I tried solving this using a modular approach. Lets say that that the answer is 'a'. If we have a prime 'p' where we know that -p/2 < a < p/2 and we compute the answer mod p, we can recover the integer answer by simply printing the residue of the answer mod p that is in the range -p/2...p/2. I computed the determinant mod p by the standard method using row operations, except the arithmetic was done mod p.

This method works because p is large enough so that no two different answers can map to the same residue. Also, the determinant is simply an expression using *, + and - so working mod p and recovering the answer is allowed by the natural ring homomorphism from the integers to the residues mod p.
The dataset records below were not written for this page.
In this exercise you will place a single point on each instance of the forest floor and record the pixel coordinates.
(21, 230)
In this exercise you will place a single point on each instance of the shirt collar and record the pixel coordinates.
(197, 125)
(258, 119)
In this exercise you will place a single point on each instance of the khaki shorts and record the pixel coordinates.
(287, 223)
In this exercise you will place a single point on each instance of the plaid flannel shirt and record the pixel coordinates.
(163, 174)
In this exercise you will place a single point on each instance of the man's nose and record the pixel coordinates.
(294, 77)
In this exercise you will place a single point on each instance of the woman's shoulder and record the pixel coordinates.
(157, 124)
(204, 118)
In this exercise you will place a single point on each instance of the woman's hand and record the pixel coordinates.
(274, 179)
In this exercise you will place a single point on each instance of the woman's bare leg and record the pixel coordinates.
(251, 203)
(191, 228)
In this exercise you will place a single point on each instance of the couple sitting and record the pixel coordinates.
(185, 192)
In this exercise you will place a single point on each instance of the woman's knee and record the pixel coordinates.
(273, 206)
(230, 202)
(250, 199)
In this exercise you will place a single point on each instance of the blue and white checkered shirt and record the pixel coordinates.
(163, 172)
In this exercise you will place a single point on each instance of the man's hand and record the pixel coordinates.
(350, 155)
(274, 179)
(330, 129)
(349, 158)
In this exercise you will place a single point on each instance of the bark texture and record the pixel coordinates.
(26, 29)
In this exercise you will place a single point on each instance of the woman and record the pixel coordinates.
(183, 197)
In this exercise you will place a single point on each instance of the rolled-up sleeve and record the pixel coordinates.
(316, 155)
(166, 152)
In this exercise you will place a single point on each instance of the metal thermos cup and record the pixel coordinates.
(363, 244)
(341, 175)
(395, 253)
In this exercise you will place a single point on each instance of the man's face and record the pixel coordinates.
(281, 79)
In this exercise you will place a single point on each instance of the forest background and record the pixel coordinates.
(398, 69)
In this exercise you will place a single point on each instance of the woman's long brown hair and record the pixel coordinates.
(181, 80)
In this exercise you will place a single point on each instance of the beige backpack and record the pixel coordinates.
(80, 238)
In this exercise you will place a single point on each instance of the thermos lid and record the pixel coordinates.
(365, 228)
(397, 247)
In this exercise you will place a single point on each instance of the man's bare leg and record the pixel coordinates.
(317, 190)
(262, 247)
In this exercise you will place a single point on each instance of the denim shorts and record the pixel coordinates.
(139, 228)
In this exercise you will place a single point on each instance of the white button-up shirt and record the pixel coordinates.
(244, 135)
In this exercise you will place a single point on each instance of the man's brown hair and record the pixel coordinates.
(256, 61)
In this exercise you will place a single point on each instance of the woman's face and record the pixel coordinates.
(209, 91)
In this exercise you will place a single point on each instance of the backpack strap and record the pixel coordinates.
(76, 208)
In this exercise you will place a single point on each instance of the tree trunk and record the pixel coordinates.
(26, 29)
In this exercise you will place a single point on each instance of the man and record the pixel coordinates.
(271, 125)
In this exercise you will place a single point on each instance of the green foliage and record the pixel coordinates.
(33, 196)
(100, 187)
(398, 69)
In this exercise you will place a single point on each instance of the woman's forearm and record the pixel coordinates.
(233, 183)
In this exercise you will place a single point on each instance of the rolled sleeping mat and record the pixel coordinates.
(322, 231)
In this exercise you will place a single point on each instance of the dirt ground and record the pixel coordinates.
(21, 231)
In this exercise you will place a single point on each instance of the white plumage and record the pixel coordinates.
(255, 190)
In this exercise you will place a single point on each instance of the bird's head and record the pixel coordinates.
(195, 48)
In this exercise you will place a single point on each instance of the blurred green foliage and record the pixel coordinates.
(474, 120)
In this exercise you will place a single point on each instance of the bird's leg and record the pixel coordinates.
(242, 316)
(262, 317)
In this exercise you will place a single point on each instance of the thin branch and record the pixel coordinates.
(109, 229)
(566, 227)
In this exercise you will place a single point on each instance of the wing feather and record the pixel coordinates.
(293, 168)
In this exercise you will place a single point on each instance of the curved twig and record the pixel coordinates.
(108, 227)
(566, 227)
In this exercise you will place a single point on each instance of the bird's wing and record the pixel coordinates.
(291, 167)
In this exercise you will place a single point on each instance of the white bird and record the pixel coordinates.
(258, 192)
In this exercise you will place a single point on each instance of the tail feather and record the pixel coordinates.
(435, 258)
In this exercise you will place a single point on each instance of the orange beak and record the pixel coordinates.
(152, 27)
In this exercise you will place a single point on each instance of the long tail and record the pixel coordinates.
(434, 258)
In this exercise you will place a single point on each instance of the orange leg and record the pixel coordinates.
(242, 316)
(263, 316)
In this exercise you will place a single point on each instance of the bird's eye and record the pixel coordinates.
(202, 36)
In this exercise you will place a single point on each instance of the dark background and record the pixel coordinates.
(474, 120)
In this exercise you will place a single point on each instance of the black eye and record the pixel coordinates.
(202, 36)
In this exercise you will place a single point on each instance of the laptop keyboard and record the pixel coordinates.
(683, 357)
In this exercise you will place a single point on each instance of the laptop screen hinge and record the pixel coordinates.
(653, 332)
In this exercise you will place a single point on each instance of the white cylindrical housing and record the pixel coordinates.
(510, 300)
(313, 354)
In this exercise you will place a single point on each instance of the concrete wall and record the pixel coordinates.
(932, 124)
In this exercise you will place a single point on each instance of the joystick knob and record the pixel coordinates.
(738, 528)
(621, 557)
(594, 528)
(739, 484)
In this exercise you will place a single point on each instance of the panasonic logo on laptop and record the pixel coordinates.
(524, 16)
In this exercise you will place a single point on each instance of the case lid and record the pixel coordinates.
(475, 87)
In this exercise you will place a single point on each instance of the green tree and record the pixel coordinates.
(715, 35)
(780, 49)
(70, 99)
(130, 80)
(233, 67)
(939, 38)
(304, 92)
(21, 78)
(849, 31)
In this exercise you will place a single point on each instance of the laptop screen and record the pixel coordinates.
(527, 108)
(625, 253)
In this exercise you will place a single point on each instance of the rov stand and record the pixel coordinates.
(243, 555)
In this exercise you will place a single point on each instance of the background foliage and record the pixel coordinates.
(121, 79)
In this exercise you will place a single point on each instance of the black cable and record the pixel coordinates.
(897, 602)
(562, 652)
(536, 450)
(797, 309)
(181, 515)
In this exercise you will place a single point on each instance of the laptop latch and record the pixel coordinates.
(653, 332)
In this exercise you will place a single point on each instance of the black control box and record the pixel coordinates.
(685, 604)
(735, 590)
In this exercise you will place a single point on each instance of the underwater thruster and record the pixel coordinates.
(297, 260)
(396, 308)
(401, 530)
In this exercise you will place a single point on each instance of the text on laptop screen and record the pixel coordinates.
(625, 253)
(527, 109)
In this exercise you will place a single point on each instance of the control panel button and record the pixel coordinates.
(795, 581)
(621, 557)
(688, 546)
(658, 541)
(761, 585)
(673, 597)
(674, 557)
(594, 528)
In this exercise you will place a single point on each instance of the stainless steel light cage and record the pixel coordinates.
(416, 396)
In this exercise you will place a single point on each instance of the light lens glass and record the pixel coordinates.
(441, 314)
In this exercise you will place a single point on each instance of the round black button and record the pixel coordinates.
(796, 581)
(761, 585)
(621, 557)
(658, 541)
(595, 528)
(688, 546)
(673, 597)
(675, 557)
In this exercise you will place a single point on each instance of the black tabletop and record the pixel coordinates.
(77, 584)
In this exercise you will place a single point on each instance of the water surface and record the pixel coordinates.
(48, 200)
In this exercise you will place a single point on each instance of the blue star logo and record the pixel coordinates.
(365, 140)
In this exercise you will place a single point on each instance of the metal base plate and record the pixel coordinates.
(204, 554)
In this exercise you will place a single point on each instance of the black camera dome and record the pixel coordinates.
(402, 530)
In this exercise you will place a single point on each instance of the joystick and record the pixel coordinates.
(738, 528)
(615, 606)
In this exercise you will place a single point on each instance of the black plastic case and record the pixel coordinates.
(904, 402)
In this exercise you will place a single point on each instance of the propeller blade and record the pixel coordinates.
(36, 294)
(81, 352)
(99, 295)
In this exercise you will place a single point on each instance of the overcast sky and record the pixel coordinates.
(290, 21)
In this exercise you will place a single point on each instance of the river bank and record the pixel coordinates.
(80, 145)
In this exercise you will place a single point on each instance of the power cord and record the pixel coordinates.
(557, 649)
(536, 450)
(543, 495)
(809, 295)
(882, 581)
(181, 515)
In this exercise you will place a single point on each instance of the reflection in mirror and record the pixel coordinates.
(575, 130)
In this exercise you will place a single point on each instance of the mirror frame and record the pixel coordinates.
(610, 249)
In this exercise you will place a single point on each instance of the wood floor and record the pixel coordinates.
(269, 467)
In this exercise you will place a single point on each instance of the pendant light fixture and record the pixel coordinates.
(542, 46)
We are guaranteed no overflow in the answer, so the answer is in the range of [2^31..2^31) and an appropriate prime should be at least 2^32. However, I took a bit of a gamble and used the prime just previous to 2^32 (to avoid overflow in 64 bits when multiplying) and it still worked.

This involves a bit more coding than using doubles, but the approach feels more "pure" to me than relying on floating point arithmetic.